10) Create Opportunity Line Items (HTTP Request)
- Purpose: Bulk create OLIs via Salesforce Composite API.
- Key settings:
- Method:
POST
- URL:
https://<your-instance>.my.salesforce.com/services/data/v65.0/composite/sobjects
- Auth:
salesforceOAuth2Api (predefined credential)
- Body (JSON):
={{ $json.body }}
- Output: Composite API results (per-record statuses).
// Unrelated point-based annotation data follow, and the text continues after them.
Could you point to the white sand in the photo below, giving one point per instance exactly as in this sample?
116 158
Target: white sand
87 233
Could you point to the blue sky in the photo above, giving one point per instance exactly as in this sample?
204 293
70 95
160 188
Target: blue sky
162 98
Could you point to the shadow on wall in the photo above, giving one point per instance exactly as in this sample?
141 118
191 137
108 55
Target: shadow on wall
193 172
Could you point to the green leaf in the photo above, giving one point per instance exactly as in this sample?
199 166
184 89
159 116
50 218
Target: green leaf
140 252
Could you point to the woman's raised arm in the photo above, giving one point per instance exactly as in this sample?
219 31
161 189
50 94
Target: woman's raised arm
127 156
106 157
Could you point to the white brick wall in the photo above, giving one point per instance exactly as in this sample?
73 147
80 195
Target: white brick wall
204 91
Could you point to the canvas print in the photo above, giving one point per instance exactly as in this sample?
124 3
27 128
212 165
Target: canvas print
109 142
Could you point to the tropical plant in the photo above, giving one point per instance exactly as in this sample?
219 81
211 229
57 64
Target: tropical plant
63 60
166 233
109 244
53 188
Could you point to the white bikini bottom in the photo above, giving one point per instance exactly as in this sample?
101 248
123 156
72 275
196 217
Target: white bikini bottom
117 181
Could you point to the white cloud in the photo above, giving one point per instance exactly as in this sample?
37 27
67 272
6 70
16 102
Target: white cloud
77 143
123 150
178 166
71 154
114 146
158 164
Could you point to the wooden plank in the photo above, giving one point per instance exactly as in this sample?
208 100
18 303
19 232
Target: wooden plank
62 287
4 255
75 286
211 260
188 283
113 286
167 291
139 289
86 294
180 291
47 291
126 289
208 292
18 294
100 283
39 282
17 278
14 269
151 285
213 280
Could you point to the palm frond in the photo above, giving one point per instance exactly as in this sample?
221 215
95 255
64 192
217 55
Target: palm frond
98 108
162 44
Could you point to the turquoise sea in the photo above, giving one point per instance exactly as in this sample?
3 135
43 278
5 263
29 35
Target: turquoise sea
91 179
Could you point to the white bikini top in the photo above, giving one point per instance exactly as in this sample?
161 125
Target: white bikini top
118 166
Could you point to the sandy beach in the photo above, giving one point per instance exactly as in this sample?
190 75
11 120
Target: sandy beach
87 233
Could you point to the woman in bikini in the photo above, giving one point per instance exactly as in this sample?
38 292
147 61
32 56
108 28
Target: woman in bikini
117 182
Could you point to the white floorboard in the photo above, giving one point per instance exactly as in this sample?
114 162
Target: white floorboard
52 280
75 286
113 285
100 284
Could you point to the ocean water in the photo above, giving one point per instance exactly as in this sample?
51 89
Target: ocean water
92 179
11) Update File to One Drive
- Purpose: Archive the original PDF in OneDrive.
- Key settings:
- Operation:
upload
- File Name:
={{ $json.name }}
- Parent Folder ID:
onedrive folder id
- Binary Data:
true (from the Download node)
- Creds:
microsoftOneDriveOAuth2Api
- Output: Uploaded file metadata.
Data flow (wiring)
- Google Drive Trigger → Download File From Google
- Download File From Google
- → Extract from File
- → Update File to One Drive
- Extract from File → Message a model
- Message a model
- → Create or update an account
- Create or update an account → Create an opportunity
- Create an opportunity → Build SOQL
- Build SOQL → Query PricebookEntries
- Query PricebookEntries → Code in JavaScript
- Code in JavaScript → Create Opportunity Line Items
Quick setup checklist
- 🔐 Credentials: Connect Google Drive, OneDrive, Salesforce, OpenAI.
- 📂 IDs:
- Drive Folder ID (watch)
- OneDrive Parent Folder ID (archive)
- Salesforce Pricebook2Id (in the JS SOQL builder)
- 🧠 AI Prompt: Use the strict system prompt; jsonOutput = true.
- 🧾 Field mappings:
- Buyer tax id/name → Account upsert fields
- Invoice code/date/amount → Opportunity fields
- Product
name must equal your Product2.ProductCode in SF.
- ✅ Test: Drop a sample PDF → verify:
- AI returns array JSON only
- Account/Opportunity created
- OLI records created
- PDF archived to OneDrive
Notes & best practices
- If PDFs are scans, enable OCR in Extract from File.
- If AI returns non-JSON, keep “Return only a JSON array” as the last line of the prompt and keep
jsonOutput enabled.
- Consider adding validation on
parsing.warnings to gate Salesforce writes.
- For discounts/taxes in OLI:
- Standard OLI fields don’t support per-line discount amounts directly; model them in UnitPrice or custom fields.
- Replace the Composite API URL with your org’s domain or use the Salesforce node’s Bulk Upsert for simplicity.